= Johnny Mountain =

American television weathercaster

Johnny Mountain is a retired weathercaster for both KABC-TV and KCBS-TV in Los Angeles, California. He has been described as "one of the most recognizable faces -- and names -- in local TV news."

==Early career==
Mountain began his television career in the 1960s at WTVK (now WVLT-TV) in Knoxville, Tennessee. At WTVK, Mountain did weather for WTVK's newscasts and was also their local Bozo the Clown. In 1977, Mountain joined WLS-TV in Chicago, Illinois. While at WLS-TV, Mountain encountered Dr. George Fischbeck of KABC-TV in Los Angeles. Fischbeck, who was appearing as a guest meteorologist on WLS-TV, persuaded Mountain, who was disenchanted with changes that had occurred at WLS-TV to join KABC-TV.

==Career in Los Angeles==
In 1978, Mountain joined KABC-TV to become a weekend meteorologist. A few years later, he made the transition to weekday afternoons. Fischbeck would later step down and Mountain would add weeknights to his schedule. In the early 1990s, Mountain was shifted to weekday mornings from 5:00-7:00 a.m. and afternoon at 5:00 p.m. when his partner Dallas Raines took Mountain's 6:00 and 11:00 p.m. spots. Mountain also guest hosted on KABC-TV's local programs A.M. Los Angeles and 330. He also was a contributor on the ABC late night program Eye on Hollywood. Mountain was notable for his off-the-wall humor; on one occasion, in response to a viewer question about grunion fish, he held up a specimen during his weathercast, explaining "This is a front view of a grunion; this is a side view; and this..." (placing a small paper bag with "eye holes" over the fish) "...is the Unknown Grunion."

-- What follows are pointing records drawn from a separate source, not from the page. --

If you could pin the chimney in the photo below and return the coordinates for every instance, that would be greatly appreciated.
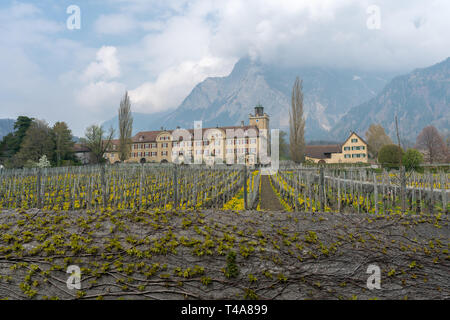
(259, 110)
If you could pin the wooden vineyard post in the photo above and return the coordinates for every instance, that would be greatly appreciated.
(141, 177)
(245, 186)
(103, 182)
(431, 193)
(38, 188)
(338, 180)
(403, 188)
(375, 192)
(175, 187)
(444, 192)
(321, 189)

In January 2005, Mountain decided to leave KABC and gave an on-air farewell. However in May 2005, he joined KCBS-TV to reunite with his former KABC partners Ann Martin (1994), Harold Greene (2001), Laura Diaz (2002) and sportcaster Jim Hill (who first joined in 1976, then rejoined in 1992).

Mountain retired in March 2010 as part of a "restructuring" of KCBS news operations.